Procurado pela CNN, Maurício Silva Souza admite que assumiu a empresa, a pedido de seu chefe, Wilson da Silva Cleto, há quatro meses. “O dono da loja, estava com a loja no nome da filha dele. Aí, brigou com a filha dele e a filha pediu para tirar o nome dela. Ele estava com o nome sujo e a mulher dele estava com o nome sujo e eu estava com o nome limpo. Por isso ele me pediu para eu tirar o CNPJ pro meu nome até ele regularizar a situação dele. E eu falei que tudo bem. Eu só emprestei o meu nome pra ele, porque se não ia fechar a empresa e eu ia ficar desempregado e o meu filho tinha acabado de nascer na época.
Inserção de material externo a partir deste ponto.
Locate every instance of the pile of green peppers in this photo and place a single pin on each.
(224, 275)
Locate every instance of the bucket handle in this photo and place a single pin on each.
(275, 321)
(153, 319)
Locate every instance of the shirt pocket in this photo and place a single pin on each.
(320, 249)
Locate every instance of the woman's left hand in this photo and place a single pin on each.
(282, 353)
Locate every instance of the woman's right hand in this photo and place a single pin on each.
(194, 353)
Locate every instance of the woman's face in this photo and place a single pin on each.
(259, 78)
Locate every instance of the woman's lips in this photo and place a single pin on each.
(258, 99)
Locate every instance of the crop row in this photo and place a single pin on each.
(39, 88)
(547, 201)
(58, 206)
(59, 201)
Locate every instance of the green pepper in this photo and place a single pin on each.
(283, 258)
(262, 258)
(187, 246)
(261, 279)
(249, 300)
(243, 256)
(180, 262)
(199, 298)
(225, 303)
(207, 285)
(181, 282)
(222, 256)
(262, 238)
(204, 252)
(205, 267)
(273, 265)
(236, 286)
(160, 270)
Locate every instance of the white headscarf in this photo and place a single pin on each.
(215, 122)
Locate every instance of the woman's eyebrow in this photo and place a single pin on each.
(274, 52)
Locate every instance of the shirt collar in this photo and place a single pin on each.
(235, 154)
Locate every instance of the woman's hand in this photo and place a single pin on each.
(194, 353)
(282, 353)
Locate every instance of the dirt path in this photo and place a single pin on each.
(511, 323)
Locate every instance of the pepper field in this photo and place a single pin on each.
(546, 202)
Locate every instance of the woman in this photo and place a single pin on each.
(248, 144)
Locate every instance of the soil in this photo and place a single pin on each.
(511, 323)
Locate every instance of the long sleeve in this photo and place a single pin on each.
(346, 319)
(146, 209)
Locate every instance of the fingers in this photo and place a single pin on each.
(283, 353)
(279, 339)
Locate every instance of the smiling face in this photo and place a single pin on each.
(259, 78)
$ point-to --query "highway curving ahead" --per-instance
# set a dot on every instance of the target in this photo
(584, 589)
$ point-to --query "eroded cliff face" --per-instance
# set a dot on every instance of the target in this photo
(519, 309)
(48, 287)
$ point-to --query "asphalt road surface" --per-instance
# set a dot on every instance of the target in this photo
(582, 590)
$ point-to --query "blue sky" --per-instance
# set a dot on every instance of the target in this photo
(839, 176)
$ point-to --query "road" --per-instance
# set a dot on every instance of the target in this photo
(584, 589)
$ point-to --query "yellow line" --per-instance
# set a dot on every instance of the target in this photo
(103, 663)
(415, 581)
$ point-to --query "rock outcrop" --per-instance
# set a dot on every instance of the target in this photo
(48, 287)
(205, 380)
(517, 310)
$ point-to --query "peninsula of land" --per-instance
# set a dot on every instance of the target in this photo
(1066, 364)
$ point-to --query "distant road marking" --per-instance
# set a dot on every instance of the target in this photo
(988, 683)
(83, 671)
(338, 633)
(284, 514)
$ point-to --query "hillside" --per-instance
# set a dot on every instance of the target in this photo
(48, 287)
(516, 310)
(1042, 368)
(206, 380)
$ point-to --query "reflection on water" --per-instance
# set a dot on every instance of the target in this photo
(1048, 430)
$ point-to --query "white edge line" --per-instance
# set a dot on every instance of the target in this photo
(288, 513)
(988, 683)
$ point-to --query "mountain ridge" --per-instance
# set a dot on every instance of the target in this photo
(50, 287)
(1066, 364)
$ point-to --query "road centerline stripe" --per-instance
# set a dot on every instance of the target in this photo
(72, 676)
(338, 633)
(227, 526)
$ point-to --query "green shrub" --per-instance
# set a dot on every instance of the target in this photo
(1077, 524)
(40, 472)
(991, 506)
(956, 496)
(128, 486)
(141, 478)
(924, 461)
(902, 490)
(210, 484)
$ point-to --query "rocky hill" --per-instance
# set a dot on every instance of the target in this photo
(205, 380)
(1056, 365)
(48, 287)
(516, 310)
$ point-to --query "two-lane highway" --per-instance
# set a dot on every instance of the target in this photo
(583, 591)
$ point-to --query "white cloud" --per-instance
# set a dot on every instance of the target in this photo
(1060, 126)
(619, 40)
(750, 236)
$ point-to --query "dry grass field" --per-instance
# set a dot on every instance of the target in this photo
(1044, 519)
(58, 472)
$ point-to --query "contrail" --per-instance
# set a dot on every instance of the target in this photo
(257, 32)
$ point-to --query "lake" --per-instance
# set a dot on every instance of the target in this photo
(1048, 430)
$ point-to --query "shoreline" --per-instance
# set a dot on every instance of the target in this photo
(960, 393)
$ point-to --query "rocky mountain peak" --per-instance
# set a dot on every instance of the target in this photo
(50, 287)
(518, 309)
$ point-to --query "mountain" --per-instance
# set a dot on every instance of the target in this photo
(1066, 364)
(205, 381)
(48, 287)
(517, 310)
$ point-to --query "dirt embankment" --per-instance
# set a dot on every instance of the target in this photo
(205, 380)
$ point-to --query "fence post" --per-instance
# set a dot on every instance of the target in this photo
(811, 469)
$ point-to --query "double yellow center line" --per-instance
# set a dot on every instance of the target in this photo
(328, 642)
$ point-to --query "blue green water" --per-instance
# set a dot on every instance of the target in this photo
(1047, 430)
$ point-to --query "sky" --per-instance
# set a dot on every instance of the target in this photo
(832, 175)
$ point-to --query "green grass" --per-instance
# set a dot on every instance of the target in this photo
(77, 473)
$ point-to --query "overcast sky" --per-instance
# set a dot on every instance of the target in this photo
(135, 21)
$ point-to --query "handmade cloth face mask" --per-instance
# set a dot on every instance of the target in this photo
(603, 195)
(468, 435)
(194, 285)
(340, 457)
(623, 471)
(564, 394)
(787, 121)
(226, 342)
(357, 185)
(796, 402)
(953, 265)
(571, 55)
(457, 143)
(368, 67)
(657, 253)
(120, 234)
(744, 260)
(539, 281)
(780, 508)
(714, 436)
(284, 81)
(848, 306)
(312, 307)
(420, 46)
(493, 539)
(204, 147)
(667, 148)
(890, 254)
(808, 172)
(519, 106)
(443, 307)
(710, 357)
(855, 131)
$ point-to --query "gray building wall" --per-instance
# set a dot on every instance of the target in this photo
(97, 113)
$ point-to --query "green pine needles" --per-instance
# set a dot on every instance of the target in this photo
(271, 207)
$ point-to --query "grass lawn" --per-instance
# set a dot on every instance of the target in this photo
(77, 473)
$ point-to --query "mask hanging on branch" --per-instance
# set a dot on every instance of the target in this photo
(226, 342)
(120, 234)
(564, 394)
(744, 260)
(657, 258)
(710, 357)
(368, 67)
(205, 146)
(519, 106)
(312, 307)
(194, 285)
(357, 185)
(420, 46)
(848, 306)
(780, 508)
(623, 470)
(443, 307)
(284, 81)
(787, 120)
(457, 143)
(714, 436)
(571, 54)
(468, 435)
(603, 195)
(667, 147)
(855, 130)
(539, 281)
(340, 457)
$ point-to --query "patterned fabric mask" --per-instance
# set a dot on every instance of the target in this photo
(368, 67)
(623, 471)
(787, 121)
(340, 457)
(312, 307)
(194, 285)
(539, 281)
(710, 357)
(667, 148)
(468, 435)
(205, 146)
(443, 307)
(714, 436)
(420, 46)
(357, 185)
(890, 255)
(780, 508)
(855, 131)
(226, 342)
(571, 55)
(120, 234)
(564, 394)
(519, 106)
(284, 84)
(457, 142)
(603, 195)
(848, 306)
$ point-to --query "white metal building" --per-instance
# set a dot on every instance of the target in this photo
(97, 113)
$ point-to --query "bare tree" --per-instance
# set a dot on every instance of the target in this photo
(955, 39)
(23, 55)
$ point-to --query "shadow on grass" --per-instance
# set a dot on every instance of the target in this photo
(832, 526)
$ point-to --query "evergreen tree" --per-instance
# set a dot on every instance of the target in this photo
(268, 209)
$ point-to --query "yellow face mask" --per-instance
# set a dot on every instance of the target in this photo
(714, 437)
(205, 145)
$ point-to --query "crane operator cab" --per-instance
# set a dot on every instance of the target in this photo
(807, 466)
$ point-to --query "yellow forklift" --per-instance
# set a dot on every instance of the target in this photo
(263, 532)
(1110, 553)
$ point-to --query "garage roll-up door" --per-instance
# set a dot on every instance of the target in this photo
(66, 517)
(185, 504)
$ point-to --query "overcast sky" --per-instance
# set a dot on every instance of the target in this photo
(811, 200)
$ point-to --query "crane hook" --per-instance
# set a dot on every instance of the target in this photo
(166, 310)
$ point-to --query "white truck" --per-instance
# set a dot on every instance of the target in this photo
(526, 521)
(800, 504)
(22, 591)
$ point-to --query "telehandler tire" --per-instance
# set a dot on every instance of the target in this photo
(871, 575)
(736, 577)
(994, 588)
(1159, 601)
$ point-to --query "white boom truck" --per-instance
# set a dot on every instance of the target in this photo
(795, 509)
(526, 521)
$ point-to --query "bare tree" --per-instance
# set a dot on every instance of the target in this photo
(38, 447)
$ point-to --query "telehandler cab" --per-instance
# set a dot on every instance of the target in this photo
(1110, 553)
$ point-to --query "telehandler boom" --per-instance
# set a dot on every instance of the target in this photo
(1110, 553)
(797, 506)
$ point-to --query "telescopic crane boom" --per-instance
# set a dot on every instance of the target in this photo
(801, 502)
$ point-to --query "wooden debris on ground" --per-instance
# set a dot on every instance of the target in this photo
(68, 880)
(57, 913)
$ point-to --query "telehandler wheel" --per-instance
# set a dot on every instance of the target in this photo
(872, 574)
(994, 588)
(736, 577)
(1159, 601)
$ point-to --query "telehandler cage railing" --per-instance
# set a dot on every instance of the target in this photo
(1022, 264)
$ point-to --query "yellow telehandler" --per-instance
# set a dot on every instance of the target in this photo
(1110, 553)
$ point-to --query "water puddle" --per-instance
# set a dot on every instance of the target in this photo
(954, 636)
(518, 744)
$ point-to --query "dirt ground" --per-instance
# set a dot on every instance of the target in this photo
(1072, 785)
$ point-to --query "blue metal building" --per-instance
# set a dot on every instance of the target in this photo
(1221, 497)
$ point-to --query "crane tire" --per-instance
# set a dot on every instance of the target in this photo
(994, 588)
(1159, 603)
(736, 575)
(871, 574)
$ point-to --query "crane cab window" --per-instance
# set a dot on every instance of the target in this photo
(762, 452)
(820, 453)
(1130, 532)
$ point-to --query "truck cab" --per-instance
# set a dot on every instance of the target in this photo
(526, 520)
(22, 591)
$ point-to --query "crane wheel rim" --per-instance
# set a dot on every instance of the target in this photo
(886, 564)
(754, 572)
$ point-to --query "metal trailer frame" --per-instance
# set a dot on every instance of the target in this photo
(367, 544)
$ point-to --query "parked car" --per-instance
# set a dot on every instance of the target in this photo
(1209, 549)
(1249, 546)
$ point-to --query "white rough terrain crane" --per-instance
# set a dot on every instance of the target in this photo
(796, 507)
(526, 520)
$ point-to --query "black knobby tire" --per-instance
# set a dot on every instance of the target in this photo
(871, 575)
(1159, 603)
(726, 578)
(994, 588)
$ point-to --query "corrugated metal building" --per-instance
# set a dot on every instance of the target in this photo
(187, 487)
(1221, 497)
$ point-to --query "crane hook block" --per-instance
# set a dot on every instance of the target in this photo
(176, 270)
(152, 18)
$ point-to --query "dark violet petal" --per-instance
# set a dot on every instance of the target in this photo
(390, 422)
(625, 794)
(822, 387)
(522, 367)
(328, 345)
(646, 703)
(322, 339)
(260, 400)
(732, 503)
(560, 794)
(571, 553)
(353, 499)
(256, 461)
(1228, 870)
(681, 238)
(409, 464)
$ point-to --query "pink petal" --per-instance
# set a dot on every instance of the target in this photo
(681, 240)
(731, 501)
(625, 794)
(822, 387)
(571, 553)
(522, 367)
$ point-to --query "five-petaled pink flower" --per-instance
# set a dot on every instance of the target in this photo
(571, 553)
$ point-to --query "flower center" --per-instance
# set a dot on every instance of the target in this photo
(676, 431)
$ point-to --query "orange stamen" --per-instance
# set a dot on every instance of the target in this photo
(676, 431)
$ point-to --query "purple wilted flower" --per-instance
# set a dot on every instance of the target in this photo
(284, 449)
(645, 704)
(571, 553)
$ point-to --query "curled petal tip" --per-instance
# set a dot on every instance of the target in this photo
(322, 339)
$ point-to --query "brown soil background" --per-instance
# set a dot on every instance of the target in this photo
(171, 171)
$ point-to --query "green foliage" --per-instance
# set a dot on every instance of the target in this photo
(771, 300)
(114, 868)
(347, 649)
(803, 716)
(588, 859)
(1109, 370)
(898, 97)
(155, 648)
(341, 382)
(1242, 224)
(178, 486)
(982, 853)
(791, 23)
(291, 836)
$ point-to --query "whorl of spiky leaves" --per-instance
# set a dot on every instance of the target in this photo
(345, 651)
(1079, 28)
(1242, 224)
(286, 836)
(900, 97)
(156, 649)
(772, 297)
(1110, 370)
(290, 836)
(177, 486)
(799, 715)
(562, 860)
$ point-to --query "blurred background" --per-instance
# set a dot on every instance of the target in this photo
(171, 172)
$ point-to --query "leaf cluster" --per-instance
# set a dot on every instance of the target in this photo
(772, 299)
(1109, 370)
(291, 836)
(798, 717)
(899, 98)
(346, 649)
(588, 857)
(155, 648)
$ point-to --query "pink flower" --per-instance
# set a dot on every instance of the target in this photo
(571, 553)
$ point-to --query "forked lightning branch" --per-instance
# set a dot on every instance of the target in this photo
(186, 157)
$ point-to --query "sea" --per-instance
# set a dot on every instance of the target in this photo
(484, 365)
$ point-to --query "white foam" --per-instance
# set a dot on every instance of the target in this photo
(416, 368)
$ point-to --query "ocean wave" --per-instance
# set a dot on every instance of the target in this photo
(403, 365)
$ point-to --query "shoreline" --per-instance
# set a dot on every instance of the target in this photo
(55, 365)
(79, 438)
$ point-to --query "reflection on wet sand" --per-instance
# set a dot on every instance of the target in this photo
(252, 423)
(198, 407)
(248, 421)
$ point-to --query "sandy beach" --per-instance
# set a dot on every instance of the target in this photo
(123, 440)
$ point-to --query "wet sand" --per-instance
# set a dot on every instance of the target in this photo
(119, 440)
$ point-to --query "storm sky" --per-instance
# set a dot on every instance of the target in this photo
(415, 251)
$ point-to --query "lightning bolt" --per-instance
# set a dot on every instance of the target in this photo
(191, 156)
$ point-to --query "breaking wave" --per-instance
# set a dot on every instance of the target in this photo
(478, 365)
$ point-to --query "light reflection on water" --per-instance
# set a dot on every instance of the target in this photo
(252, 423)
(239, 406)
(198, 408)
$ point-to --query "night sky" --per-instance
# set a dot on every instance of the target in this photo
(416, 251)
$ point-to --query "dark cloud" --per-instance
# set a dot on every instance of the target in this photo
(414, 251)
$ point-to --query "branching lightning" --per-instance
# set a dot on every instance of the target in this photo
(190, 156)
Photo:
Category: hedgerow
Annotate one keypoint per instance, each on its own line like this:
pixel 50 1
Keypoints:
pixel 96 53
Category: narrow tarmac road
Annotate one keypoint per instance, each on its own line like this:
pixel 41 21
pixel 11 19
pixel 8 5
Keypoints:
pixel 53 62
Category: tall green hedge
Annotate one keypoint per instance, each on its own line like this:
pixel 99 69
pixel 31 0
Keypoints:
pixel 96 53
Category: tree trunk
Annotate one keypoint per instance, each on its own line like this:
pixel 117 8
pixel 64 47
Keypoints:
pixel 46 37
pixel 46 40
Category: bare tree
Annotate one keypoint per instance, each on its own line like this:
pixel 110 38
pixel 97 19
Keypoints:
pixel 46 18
Eu só sou apenas funcionário dele”, diz.
Ele diz não saber de nenhum contrato de sua empresa com a Prefeitura de Rio Claro e que iria na delegacia registrar um Boletim de Ocorrência para que apurem o uso de seus dados pessoais. “O cliente liga na loja, pede o produto e eu sou o funcionário que vou lá e levo. Para você ter uma ideia, eu estou levando um algodão agora para um cliente. Sabe o valor do algodão? R$ 12,50. Eu não sei se o meu chefe fez maracutaia por fora, usando o meu nome, porque eu desconheço esse contrato”.
Em uma proposta comercial enviada pela empresa ao Departamento Administrativo Geral de Compras do Município de Rio Claro, datada no dia 23 de abril, há uma assinatura como sendo de Mauricio Silva Sousa. “Ou assinatura do Maurício foi falsificada no contrato ou ele, de fato, assinou o contrato. Agora cabe ao Tribunal de Contas fazer uma diligência fiscalizatória examinando todos os documentos referentes a essa contratação. E, posteriormente, o Ministério Público do Estado vai ter que investigar o destino destino desse dinheiro transferido pela Prefeitura, para essa empresa”, explicou o procurador.
Em nota, a Central de Compras da Prefeitura de Rio Claro diz que a compra foi feita com dispensa de licitação, amparada nos decretos municipal, estadual e da União de calamidade pública, os quais autorizam tal procedimento por conta da pandemia e da urgência da compra. Informa também que a referida empresa estava apta a participar da compra e lembra que o município não tem acesso às questões pessoais de eventuais fornecedores. Esclarece ainda que a empresa cumpriu seu compromisso entregando os produtos especificados dentro do prazo.
Wilson não foi localizado pela reportagem.